『聖魔書』[1-2] 開闢記



 三つの位がある。

 三位とは、神・自・今である。

 神と自と今は、一つの体である。

 これを、真・三位一体という。

 真なる三位一体、すなわち、開闢である。



 現実の世界が、不完全な世界である理由がここにある。

 不完全な世界が、現実の世界であらねばならない理由がここにある。



 不完全な世界は可能であり、

 可能である不完全な世界は、

 現実の世界であらねばならない。



 世界は一なる神の愛に満ちている。

 そして、より本質的に、

 一なる神の愛は世界を満たしている。



 ここにおいて、

 一なる神の愛において、

 自身は今を生きねばならない。



 一なる神は偉大である。

 一なる神において、全体と部分が一致する。

 一なる神において、神と自が一致する。

 一なる神において、自と今が一致する。

 一なる神において、今と神が一致する。

 神と自と今が一致する。



 一なる神は偉大である

 一なる神において、そのものを超える存在が存在する。



 一なる神において、神を超える神が存在する。

 すなわち、基点が存在する。



 一なる神において、自を超える自が存在する。

 すなわち、他者が存在する。



 一なる神において、今を超える今が存在する。

 すなわち、時間が存在する。



 不完全な世界が開闢する。

 不完全な世界が開闢していた。不完全な世界が開闢しているだろう。



 不完全な世界が開闢している。



 開闢していることをもって、

 物語が始まり、

 終わる。






【解説】

 前回の「創造」に対し、ここでは「開闢」が示されることになります。開闢という観点から、不完全な世界の理由が示されることになります。

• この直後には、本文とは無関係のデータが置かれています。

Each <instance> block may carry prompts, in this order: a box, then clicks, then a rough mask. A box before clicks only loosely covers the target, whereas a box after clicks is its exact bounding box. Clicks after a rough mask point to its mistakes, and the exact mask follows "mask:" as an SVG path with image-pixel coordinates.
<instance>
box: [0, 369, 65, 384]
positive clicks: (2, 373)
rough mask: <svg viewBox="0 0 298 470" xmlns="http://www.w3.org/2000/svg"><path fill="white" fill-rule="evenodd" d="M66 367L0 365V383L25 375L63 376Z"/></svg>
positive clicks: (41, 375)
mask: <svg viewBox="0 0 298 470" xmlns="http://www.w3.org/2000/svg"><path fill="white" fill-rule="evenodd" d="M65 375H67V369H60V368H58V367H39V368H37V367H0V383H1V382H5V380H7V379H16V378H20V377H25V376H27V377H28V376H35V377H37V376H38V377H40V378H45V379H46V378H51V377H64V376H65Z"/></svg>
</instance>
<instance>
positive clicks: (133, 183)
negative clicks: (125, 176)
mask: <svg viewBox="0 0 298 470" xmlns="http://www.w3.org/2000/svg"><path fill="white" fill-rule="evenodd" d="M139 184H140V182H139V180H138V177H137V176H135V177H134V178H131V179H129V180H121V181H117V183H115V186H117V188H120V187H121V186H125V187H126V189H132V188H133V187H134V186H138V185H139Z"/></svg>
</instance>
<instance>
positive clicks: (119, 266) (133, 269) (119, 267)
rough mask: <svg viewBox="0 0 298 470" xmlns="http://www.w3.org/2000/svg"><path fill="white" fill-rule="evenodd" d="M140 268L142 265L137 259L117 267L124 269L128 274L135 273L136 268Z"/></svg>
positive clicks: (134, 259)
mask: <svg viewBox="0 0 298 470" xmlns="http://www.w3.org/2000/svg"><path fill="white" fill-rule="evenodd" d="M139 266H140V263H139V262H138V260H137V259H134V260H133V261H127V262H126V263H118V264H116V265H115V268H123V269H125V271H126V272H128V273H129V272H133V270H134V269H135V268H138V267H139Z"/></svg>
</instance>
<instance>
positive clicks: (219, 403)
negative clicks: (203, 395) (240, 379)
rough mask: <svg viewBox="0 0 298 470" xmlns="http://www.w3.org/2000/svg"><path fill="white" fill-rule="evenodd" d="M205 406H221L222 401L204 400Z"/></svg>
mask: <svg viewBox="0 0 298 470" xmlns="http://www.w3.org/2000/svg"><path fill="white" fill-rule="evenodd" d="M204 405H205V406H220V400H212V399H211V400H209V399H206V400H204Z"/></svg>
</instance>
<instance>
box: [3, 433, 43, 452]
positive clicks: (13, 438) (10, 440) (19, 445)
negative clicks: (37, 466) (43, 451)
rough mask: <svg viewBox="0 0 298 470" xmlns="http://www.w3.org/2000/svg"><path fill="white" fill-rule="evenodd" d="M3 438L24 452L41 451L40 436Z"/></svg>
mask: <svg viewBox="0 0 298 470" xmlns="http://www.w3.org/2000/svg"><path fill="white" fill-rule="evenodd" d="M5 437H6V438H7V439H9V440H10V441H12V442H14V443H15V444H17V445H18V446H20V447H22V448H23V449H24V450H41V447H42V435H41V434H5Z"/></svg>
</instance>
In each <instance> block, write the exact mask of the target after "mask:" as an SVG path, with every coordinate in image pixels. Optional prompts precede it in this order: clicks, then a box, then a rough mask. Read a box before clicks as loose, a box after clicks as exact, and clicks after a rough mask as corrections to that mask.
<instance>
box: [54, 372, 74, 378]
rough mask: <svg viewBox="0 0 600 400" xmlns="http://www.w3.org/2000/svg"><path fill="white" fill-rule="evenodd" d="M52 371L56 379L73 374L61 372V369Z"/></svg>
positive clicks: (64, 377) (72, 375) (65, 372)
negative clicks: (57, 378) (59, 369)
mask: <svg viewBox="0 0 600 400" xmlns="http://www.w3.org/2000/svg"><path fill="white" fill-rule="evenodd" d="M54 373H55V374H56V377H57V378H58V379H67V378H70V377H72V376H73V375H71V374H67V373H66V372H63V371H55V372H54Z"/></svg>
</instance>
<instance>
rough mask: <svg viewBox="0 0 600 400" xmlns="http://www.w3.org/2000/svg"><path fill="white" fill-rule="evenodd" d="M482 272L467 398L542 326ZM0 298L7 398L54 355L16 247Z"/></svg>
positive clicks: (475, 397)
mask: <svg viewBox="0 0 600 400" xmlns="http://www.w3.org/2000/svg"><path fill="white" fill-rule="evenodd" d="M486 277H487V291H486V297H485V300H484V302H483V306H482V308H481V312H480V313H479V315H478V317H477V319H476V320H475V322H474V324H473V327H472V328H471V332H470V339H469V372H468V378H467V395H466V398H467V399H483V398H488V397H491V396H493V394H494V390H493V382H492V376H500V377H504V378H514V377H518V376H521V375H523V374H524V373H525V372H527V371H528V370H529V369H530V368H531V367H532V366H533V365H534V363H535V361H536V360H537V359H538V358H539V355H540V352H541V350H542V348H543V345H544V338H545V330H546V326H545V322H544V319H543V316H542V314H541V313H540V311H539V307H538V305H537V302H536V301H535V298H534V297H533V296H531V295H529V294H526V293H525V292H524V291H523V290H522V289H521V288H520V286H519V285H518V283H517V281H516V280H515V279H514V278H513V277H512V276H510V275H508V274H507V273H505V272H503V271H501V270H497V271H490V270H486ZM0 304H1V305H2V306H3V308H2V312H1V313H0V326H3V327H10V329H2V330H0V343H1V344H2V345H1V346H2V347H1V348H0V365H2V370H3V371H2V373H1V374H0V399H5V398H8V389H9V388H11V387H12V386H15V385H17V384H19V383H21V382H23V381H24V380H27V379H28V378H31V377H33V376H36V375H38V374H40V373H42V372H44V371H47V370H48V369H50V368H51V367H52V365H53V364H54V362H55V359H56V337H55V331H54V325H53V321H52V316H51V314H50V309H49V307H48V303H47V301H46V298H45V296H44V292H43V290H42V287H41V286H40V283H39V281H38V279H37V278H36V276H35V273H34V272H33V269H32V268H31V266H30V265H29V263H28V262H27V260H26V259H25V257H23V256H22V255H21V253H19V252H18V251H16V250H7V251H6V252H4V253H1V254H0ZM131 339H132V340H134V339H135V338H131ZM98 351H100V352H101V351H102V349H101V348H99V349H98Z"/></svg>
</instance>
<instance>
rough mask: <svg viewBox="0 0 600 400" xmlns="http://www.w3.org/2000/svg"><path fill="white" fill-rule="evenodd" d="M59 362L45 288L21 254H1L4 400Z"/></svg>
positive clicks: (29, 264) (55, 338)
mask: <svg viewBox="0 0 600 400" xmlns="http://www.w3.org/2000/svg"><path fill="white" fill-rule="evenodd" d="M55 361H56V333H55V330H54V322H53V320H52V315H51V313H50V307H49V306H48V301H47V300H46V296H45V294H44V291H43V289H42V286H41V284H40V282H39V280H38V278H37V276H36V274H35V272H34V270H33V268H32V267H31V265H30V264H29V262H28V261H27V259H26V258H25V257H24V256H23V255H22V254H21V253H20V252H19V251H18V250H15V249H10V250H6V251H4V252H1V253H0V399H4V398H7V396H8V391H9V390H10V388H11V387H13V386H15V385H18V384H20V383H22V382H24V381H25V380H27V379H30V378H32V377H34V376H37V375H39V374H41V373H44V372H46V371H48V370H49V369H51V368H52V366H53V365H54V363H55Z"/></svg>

 ここではキリスト教における三位一体を利用し、別様な解釈が示されることになります。より上位の概念体系を構想するため、「父・子・聖霊」という三位が、「神・自・今」という三位に置き換えられます。ここでは、哲学者の永井均さんの『私・今・そして神』からの影響を見て取ることができます。また、カントールの無限論やソール・クリプキの可能世界論なども盛り込まれています。

 また、ここでは「愛」という言葉が出て来ます。『聖魔書』では、愛という言葉は非常に重要な概念となっています。注意深く読んでいただければ嬉しいですね。